"This was really skillful artwork [hard surface modeling to build robots] -- basically, hand-painted 2D texture maps and a little bit of shader work," Koch suggests. "But there's a whole lot of development, of course, in just getting the assets so that they're correct and look right so we could go to this level of lighting refinement. The big innovations were making extremely high-resolution texture maps and making sure we could do hybrid rendering between ray tracing and non-ray tracing. And the internal innovation was the way we would bring assets into our rendering pipeline. We simplified the lighting pipeline so that when an asset comes in like a robot, the artists deal with a single entity and can drop it into the lighting structures. All of that is in service of being able to use the accurate modeling of the sets with the hybrid rendering geometry. Zeno allows you to be more true to off-the-shelf packages, with drag-and-drop lighting rather than typing everything in."

Several advancements were made for more realistic-looking lighting. Key and fill lights were very specifically used for each robot. Robots would actually go in and out of narrowed lights with barn doors just like on sets. 

Koch adds that the computing power had to be increased as well: "The level of detail that Michael wanted for the robots required us to make the models heavier than anything I've ever seen in my life. The amount of geometry, the amount of texture mapping could not have been achieved without 64-bit computing. The ILM render farm was upgraded at just the right time. Frankly, I'm amazed that we got all of this done because the load on the equipment was pretty astonishing: the amount of terabytes that was online and the amount of images that was rendered every night."

As for meeting the demands of hard surface modeling to build the robots, Koch explains that they had two or three people on set taking photographs from all angles that would be uploaded and shipped to ILM. "Up here we'd take commercially available software to stitch together high-res images, which we'd then map back onto the proxies of set geometries. In order to get the robots right, we'd first light simple gray and silver spheres until they fit into the environments. If we achieved that, usually we could take the heavy rendering assets that are the robots and put them in the same positions. In theory and practice, they were exposed to the same lighting on set. So if the spheres were right, the robots would just drop back in."

For Farrar, who hails from a photographic background, Transformers indeed represents a new watermark in ultra realistic hard body surfaces. "This had to be rendered and it's terribly complicated," he echoes. For instance, in addition to Optimus Prime's 10,108 parts, there are also 1.8 million polygons and 2,000 texture maps. Which is also why ILM developed dynamic rigging so the animators could deal with the large number of parts, interacting on the fly while paying attention to certain sections that they were animating. "Let's say you had a close-up," Farrar says, "and the animator only had to deal with one arm, shoulders and a head.
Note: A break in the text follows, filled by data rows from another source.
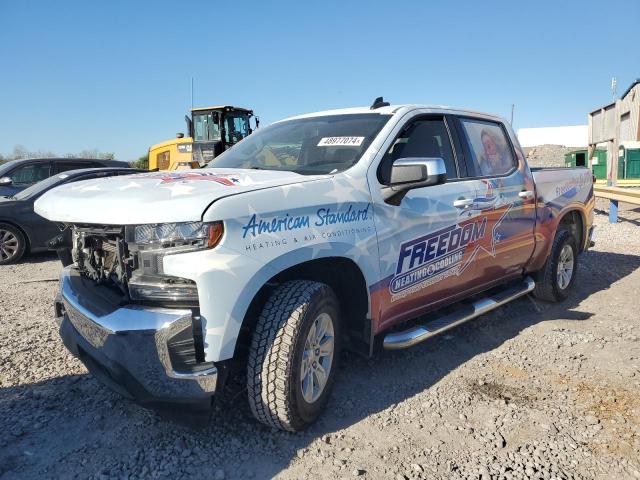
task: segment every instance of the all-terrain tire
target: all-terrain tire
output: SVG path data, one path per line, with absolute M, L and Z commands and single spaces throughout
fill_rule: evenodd
M 19 228 L 0 223 L 0 265 L 16 263 L 27 249 L 27 240 Z
M 324 388 L 318 398 L 308 402 L 303 394 L 302 361 L 303 355 L 308 359 L 307 337 L 312 326 L 316 332 L 320 318 L 324 322 L 331 319 L 333 355 Z M 329 398 L 340 353 L 339 339 L 340 307 L 331 287 L 306 280 L 280 285 L 258 318 L 249 351 L 247 390 L 253 415 L 280 430 L 298 431 L 313 423 Z
M 566 248 L 571 249 L 573 257 L 573 268 L 570 280 L 561 285 L 559 280 L 558 268 L 562 266 L 561 255 L 563 251 L 567 253 Z M 575 237 L 564 227 L 558 228 L 556 236 L 551 245 L 551 251 L 544 263 L 544 266 L 533 274 L 536 282 L 533 295 L 540 300 L 547 302 L 561 302 L 569 296 L 569 292 L 575 283 L 578 273 L 578 247 L 576 246 Z

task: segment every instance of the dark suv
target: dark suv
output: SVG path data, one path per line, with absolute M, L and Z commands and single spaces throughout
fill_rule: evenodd
M 0 197 L 9 197 L 57 173 L 80 168 L 127 168 L 127 162 L 96 158 L 30 158 L 0 165 Z

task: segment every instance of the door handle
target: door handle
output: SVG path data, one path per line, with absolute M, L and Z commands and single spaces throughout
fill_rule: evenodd
M 467 208 L 473 204 L 473 200 L 470 198 L 459 198 L 453 202 L 453 206 L 456 208 Z
M 523 190 L 522 192 L 518 193 L 518 196 L 523 200 L 531 200 L 534 196 L 534 193 L 532 190 Z

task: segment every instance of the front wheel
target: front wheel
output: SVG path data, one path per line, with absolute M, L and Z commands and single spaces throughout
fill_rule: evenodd
M 548 302 L 560 302 L 569 296 L 578 272 L 578 248 L 568 230 L 559 228 L 551 252 L 541 270 L 533 277 L 536 287 L 533 294 Z
M 280 285 L 264 306 L 247 368 L 249 405 L 271 427 L 298 431 L 322 413 L 335 377 L 340 308 L 319 282 Z
M 6 223 L 0 223 L 0 265 L 16 263 L 22 258 L 27 242 L 22 232 Z

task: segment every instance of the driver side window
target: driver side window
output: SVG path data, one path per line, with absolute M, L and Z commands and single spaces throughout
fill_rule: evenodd
M 447 179 L 458 178 L 453 147 L 442 119 L 413 122 L 400 133 L 380 163 L 379 180 L 388 184 L 391 166 L 399 158 L 439 157 L 447 168 Z
M 49 164 L 48 163 L 32 163 L 20 167 L 9 175 L 14 185 L 32 185 L 49 178 Z

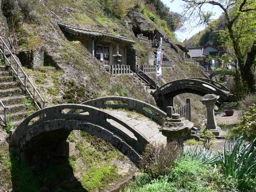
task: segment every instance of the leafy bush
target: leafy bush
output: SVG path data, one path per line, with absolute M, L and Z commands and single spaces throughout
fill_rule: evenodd
M 250 93 L 243 97 L 243 99 L 239 102 L 239 106 L 242 111 L 245 111 L 247 109 L 256 104 L 256 94 Z
M 148 144 L 140 162 L 141 168 L 152 178 L 169 173 L 174 161 L 180 156 L 179 149 L 175 142 Z
M 237 180 L 240 190 L 256 190 L 256 138 L 246 146 L 245 140 L 240 137 L 230 151 L 224 146 L 222 153 L 219 153 L 222 171 L 226 178 Z
M 187 145 L 202 145 L 203 143 L 201 141 L 197 141 L 195 139 L 191 139 L 185 141 L 185 144 Z
M 99 2 L 108 12 L 119 18 L 126 16 L 128 10 L 135 6 L 132 0 L 100 0 Z
M 256 105 L 248 107 L 233 132 L 238 135 L 243 135 L 249 141 L 256 138 Z
M 142 175 L 125 191 L 238 191 L 235 181 L 222 177 L 219 170 L 197 160 L 182 158 L 175 161 L 168 175 L 150 181 Z
M 207 150 L 211 148 L 214 144 L 214 140 L 215 139 L 215 136 L 212 134 L 212 132 L 209 130 L 205 130 L 201 136 L 203 138 L 204 147 Z
M 208 150 L 205 148 L 200 149 L 196 147 L 193 150 L 189 148 L 182 153 L 182 156 L 195 160 L 203 164 L 210 165 L 218 164 L 220 161 L 220 156 L 218 153 Z
M 144 13 L 150 19 L 154 22 L 155 21 L 155 19 L 156 19 L 156 16 L 153 13 L 152 13 L 151 11 L 147 10 L 144 10 Z

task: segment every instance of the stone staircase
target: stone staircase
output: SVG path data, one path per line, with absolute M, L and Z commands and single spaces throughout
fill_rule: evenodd
M 16 127 L 36 109 L 15 80 L 10 67 L 0 65 L 0 100 L 8 108 L 8 122 Z M 0 114 L 3 114 L 4 109 L 0 108 Z

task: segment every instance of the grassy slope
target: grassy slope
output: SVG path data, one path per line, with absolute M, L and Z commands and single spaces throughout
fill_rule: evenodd
M 35 1 L 34 3 L 34 20 L 25 22 L 18 26 L 14 36 L 18 42 L 17 52 L 42 47 L 60 68 L 58 70 L 50 67 L 42 67 L 34 71 L 26 69 L 39 92 L 49 102 L 49 105 L 80 103 L 105 95 L 128 96 L 154 104 L 153 98 L 136 80 L 129 76 L 110 75 L 79 42 L 67 40 L 57 25 L 58 22 L 72 23 L 83 28 L 121 34 L 136 39 L 132 30 L 123 25 L 122 21 L 105 15 L 96 0 L 45 0 L 45 6 Z M 69 12 L 67 10 L 69 8 L 73 11 Z M 151 25 L 156 27 L 152 22 Z M 147 46 L 142 44 L 140 47 L 138 46 L 136 46 L 136 49 L 140 51 L 138 53 L 141 57 L 143 57 L 143 54 L 146 54 L 145 50 Z M 171 56 L 173 60 L 178 62 L 176 53 L 173 52 Z M 177 62 L 176 67 L 180 68 L 180 78 L 185 77 L 186 75 L 182 71 L 186 68 L 185 66 Z M 168 73 L 167 70 L 164 70 L 164 76 L 166 77 L 164 79 L 166 81 L 169 79 Z M 172 74 L 171 77 L 176 75 Z M 38 187 L 41 186 L 48 186 L 52 191 L 54 191 L 56 190 L 54 188 L 56 184 L 67 191 L 71 191 L 70 188 L 73 186 L 79 191 L 80 185 L 93 191 L 97 188 L 108 188 L 108 184 L 116 181 L 117 178 L 122 178 L 118 174 L 118 169 L 123 167 L 122 164 L 124 161 L 120 153 L 111 148 L 108 144 L 105 144 L 107 147 L 104 147 L 105 151 L 102 152 L 102 149 L 99 148 L 97 144 L 92 144 L 90 137 L 82 136 L 79 134 L 73 136 L 73 139 L 79 141 L 76 147 L 78 155 L 68 161 L 61 161 L 62 166 L 58 166 L 56 162 L 52 162 L 50 168 L 39 178 L 31 171 L 31 167 L 18 163 L 8 145 L 1 146 L 3 150 L 0 154 L 0 172 L 6 174 L 1 174 L 4 177 L 0 177 L 0 183 L 5 186 L 5 190 L 11 188 L 12 178 L 14 187 L 18 189 L 18 186 L 25 188 L 31 187 L 29 191 L 38 191 Z M 72 140 L 72 135 L 70 137 Z M 103 142 L 98 141 L 97 143 Z M 109 152 L 111 154 L 108 156 Z M 88 154 L 91 155 L 88 157 Z M 90 159 L 87 160 L 88 157 Z M 106 164 L 111 166 L 106 166 Z M 117 167 L 114 164 L 117 164 Z M 93 178 L 92 182 L 89 182 L 91 179 L 84 176 L 86 172 L 90 176 L 90 178 Z M 113 174 L 109 174 L 109 173 Z M 56 176 L 56 173 L 59 176 L 59 180 L 54 182 L 49 179 Z M 26 177 L 23 177 L 23 174 Z M 67 180 L 65 176 L 73 179 L 74 185 L 70 185 L 70 181 Z M 77 180 L 79 181 L 78 183 L 75 182 Z

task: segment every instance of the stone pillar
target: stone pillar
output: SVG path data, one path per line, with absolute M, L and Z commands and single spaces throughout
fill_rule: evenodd
M 116 54 L 119 54 L 119 42 L 116 43 Z
M 92 46 L 91 47 L 91 53 L 94 56 L 94 40 L 92 40 Z
M 219 97 L 218 95 L 208 94 L 204 95 L 200 100 L 200 101 L 206 106 L 207 113 L 206 129 L 209 130 L 216 136 L 220 134 L 218 130 L 220 128 L 217 126 L 217 123 L 215 120 L 214 105 Z
M 174 109 L 173 106 L 168 106 L 166 107 L 166 113 L 167 116 L 170 118 L 172 118 L 172 115 L 174 113 Z
M 164 98 L 164 108 L 166 109 L 168 106 L 174 106 L 174 97 L 169 97 Z

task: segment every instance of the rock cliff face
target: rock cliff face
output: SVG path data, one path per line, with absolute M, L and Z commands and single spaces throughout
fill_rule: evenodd
M 165 49 L 165 56 L 175 62 L 176 71 L 164 70 L 163 78 L 157 80 L 159 83 L 203 76 L 196 67 L 182 62 L 182 51 L 175 42 L 137 9 L 131 10 L 120 20 L 104 13 L 97 1 L 0 2 L 0 34 L 6 42 L 9 42 L 8 38 L 11 40 L 13 51 L 28 68 L 27 72 L 49 105 L 80 102 L 111 95 L 154 103 L 138 80 L 125 75 L 112 76 L 80 41 L 67 38 L 57 25 L 59 22 L 121 35 L 137 41 L 133 49 L 138 65 L 153 65 L 155 55 L 151 44 L 139 41 L 137 34 L 142 33 L 150 39 L 164 36 L 172 45 Z M 44 67 L 37 67 L 42 65 Z

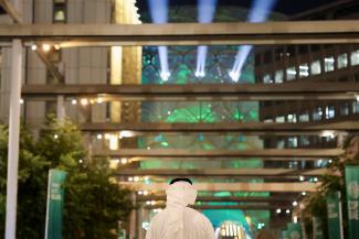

They basically identify the area and grab that to simplify it."

Meanwhile, there were several advancements with regard to more realistic-looking lighting. "We were very specific as far as key lights and fill lights, not including the overall reflections: that was a given for each and every robot," Farrar continues. "So we had to plus that out. But then we added key lights, and shadows and cutters and flags, so our robots would actually go in and out of narrowed lights with barn doors just like you'd do on sets. I wanted you to see that these are really big guys, so that if a robot knelt down toward camera, he actually moved out of a key on his left side and it got darker there, and he moved into a right key, and you really felt the volume lighting in ways you haven't seen before.